A few spots we visited were… wow. Just wow. In all good ways.


Dos Cabezas

We drove through one exceptional ghost town, called Dos Cabezas, which translates to Two Heads. It sits along and on both sides of State Route 186 on the route to Chiricahua National Monument. If/when we go back, I want to take some of the side roads. What photos we took were all taken from the main drag. There were several incredible structures and ruins where the light wouldn’t allow a usable photo at all. The rest are enough to give you a taste.

This shows how close these places can be to the highway. The building remains do indeed hug the pavement. A frequent challenge with ghost towns is getting far enough away to get the whole picture, without getting a corner of the photo clipped by another structure. Many of these places were built when the typical transportation was horse and wagon, long before DSLR cameras were a thing.

But hey — at least for places like this, my lack of mobility doesn’t leave me handicapped, so to speak. The perspective isn’t much better on foot. Not to mention, all those brambles boast long thorns. They’re not my idea of a leisurely stroll, anyway.

little-house

Some structures had more space around them – and were more intact – than others.


Chiricahuas

We finally made it to the Chiricahuas, too. And like other parts of the state we’ve visited over the past few years, we’ve promised ourselves to go back. It’s an absolutely stunning destination, even sweeter when you consider it’s free to visit. I think it’s even free to camp there, though I would imagine in summer you’d need to reserve space.

If I remember correctly, the formation above is called the Cathedral. I won’t pretend to remember them all.

roadside

This small formation abuts the roadway. And while it’s tough to tell from these views, the lower elevations are heavily wooded. From the entrance sign, shown at the top of this page, as soon as you drive around the first curve you drive ito a thick forest.

overlook1

This photo doesn’t do justice to the uppermost overlook. Rock spires dominate the area. The Chiricahuas are less than 100 miles north of the Mexican border. They also rise more than a mile above sea level, though, so yes — snow in February.


Other Ghosty Locales

The second day of our trip was a long double loop. Dos Cabezas was on the way to the Chiricahuas, but we decided to check out some other ghost towns and abandoned locations in the general vicinity. It was hit and miss. A handful of great hits, a few abysmal misses.

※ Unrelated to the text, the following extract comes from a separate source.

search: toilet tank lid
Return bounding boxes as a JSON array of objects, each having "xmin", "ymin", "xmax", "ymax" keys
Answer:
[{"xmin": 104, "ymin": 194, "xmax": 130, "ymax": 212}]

Gleeson used to be one of the better-preserved ghost town sites in the state. Sadly, that’s no longer true. The old jail and the old schoolhouse, two of the three best structures to visit in the area, are now on private property, fenced off, and tourist-ified with banners and other garbage, destroying any photographic value. The old store, which still had a roof when we were last there, has now collapsed. A couple of walls remain standing, but I’d expect them to fail in the near future. A few stone foundations still dot the hillsides, along with a couple of collapsed piles of wooden rubble, but that’s about it.

Pearce was more intact, but also touristified. We also drove through too late in the afternoon to get any good photos, and its layout didn’t give me much to work with from the car window. G got a few nice shots I think.

Bowie was a nice surprise. It’s still inhabited, but given how many abandoned buildings we saw, especially along the main drag, I think it qualifies as a ghost town. This isn’t the most spectacular ruined building in Bowie, but it was one we found a couple of blocks off the highway.

bowie

A HUGE bust was Fort Bowie, which is separated from the town of Bowie by several miles. Fort Bowie is a designated national historic site. It involves driving down a marginally-marked dirt road, then making a substantial hike to get there. We drove several miles further, to where ostensibly there was a mobility-accessible way in. It meant taking some sketchy-as-hell roads, even by our standards, and there was no accessibility. Zilch. Nada. 0 out of 10, would not recommend.

A few other spots were unmarked. There were walls and foundations rising on hillsides between Pearce and Gleeson, and one more modern abandoned property along a detour. Part of Highway 191 was closed for road construction.

It’s going to take me a while to get through all the photos, but this is a start.